Objective: To assess mavacamten’s role in hypertrophic cardiomyopathy treatment. Data Sources: In addition to clinical guidelines, package inserts, and general reviews, we searched PubMed using the term mavacamten from inception to June 11, 2022. Study Selection and Data Extraction: English language studies describing mavacamten’s mechanism of action, pharmacokinetics, drug interactions, clinical and economic outcomes, and adverse events. Data Synthesis: Mavacamten reduces left ventricular outflow obstruction and New York Heart Association functional class while improving Kansas City Cardiomyopathy Questionnaire-Clinical Summary Scores in patients with obstructive hypertrophic cardiomyopathy. With an acquisition cost of $245.20 per capsule, it would cost $1.2 million for every additional quality-adjusted life year. In those with unobstructive hypertrophic cardiomyopathy, there were improvements in N-terminal probrain natriuretic peptide and high-sensitivity cardiac troponin biochemical markers. Mavacamten is a substrate for CYP2C19 and CYP3A4, and a CYP enzyme inducer.
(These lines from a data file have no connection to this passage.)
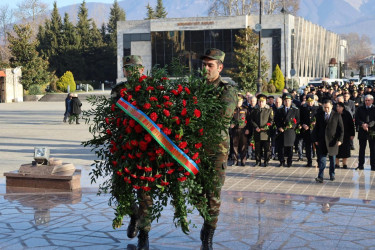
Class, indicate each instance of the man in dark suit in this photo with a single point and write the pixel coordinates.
(286, 120)
(262, 121)
(365, 122)
(307, 113)
(328, 135)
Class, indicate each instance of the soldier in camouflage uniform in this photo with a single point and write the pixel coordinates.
(139, 220)
(212, 61)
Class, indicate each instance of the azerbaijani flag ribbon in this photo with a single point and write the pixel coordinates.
(159, 136)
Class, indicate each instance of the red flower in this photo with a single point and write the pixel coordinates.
(183, 112)
(138, 129)
(167, 131)
(153, 116)
(132, 123)
(143, 145)
(166, 112)
(142, 78)
(182, 179)
(182, 144)
(197, 113)
(148, 138)
(201, 131)
(164, 183)
(195, 99)
(137, 88)
(195, 156)
(147, 106)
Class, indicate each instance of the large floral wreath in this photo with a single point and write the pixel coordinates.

Relevance to Patient Care and Clinical Practice: Patients with obstructive hypertrophic cardiomyopathy and an ejection fraction ≥55% have a new option if they remain symptomatic despite maximally tolerated β-blocker or non-dihydropyridine calcium channel blocker therapy. It is an alternative to disopyramide therapy, which has poor patient tolerance, or septal reduction therapies, which are invasive. However, mavacamten is not cost-effective and its role in nonobstructive hypertrophic cardiomyopathy is not well established. Conclusions: Mavacamten is a new option for patients with refractory obstructive hypertrophic cardiomyopathy and an ejection fraction ≥55% but its pricing makes therapy not cost-effective. Final health outcomes are not fully elucidated and additional studies are needed to determine long-term effects.